In recent years, there has been a substantial rise in the prevalence of metabolic syndrome, which has emerged as a major global public health issue [1], [2]. The consumption of diets high in sugar and fat has been closely associated with the escalating incidence of metabolic syndrome [3]. Consequently, a growing imperative comes into existence to explore functional sugars that exhibit specific physiological activities, possess low caloric content, and offer potential health benefits [4], [5]. D-mannose, a sugar substitute, has garnered substantial research attention and been found applications in the realms of food, pharmaceuticals, and health products owing to its low-calorie and non-toxic properties [6], [7], [8], [9]. In comparison to D-glucose, D-mannose undergoes slower metabolism within the human body, resulting in a lesser elevation of blood glucose levels. Hence, D-mannose is deemed an ideal alternative sugar for individuals with diabetes or those seeking to regulate their blood sugar levels [10]. Furthermore, D-mannose has been discovered to possess various other physiological activities, including immune function enhancement and positive effects in the treatment of diseases such as cancer, tumors, gastroenteritis, and urinary tract infections [11]. As further research unveils the functional attributes of D-mannose, a surge in demand for high-quality D-mannose is anticipated.

Conventional methods for D-mannose production typically involve the hydrolysis of plant tissues or chemical synthesis using glucose as a starting material. However, these traditional approaches have several drawbacks, such as low yields, complex procedures, and potential risks to the environment and human health [12], [13]. The limitations associated with these methods have spurred researchers to explore biotransformation approaches for more environmentally friendly and efficient D-mannose production [9], [14], [15], [16]. In contrast, biotransformation methods, particularly enzymatic approaches, offer several advantages. They exhibit high conversion rates and specificity, operate under mild reaction conditions, and result in minimal by-product formation. Compared with traditional chemical methods, these biotransformation methods demonstrate superior performance in terms of safety and environmental considerations [17], [18], [19], [20]. Consequently, bioconversion methods, especially enzymatic approaches, hold great promise for the future of D-mannose production [21].

D-mannose isomerase (D-MIase), a pivotal enzyme involved in D-mannose production, plays a crucial role in the reversible molecular conversion between D-fructose and D-mannose. In industrial applications, the extensive utilization of D-MIase has been observed in the production and application of D-mannose. Specifically, industrial D-mannose production favors higher temperatures and mildly acidic conditions as they help minimize non-enzymatic browning and expedite the reaction process [8]. Therefore, discovering novel D-MIases with industrially relevant properties is of utmost importance for enhancing D-mannose production.

The identification of novel D-mannose enzymes is a significant challenge in the field of D-mannose production. Since the initial discovery of D-MIase derived from Pseudomonas saccharophila in 1955 [22], this enzyme has been subsequently identified in other strains, including Xanthomonas rubrilineans [23], Streptomyces aerocolorigenes [24], Mycobacterium smegmatis [25], Agrobacterium radiobacter [26], Thermobifida fusca [27], Pseudomonas syringae [28], Marinomonas mediterranea [29] and Deltaproteobacteria bacterium [14]. Itoh et al. [30] successfully determined the crystal structure of MIase derived from Salmonella and deposited it in the protein database. To the best of our knowledge, the identification of D-MIases from probiotic sources has been relatively limited. Furthermore, conducting comprehensive studies on the structure and function of D-MIase can provide valuable insights into its catalytic mechanism and substrate specificity. This research can serve as a reference and guide for the development of other enzymes with potential applications. It holds great significance in the fields of biocatalysis, enzyme engineering, and enzyme applications.

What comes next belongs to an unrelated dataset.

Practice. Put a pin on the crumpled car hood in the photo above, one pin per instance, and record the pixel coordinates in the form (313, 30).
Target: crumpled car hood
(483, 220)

This study identified and cloned a novel D-mannose isomerase (D-MIase) encoding gene from Bifidobacterium animalis subsp. lactis DSM 10140, belonging to the AGE family. The gene was successfully overexpressed in E. coli BL21 (DE3). The physicochemical properties of the purified enzyme were thoroughly evaluated, and its capability for D-mannose production was assessed. By conducting a comparative analysis of amino acid sequences and kinetic parameters, we successfully elucidated the catalytic mechanism employed by Bifi-MIase. This investigation holds great significance in the realm of environmentally friendly D-mannose production and provides a valuable reference for the development of other functional sugar isomerases with potential applications.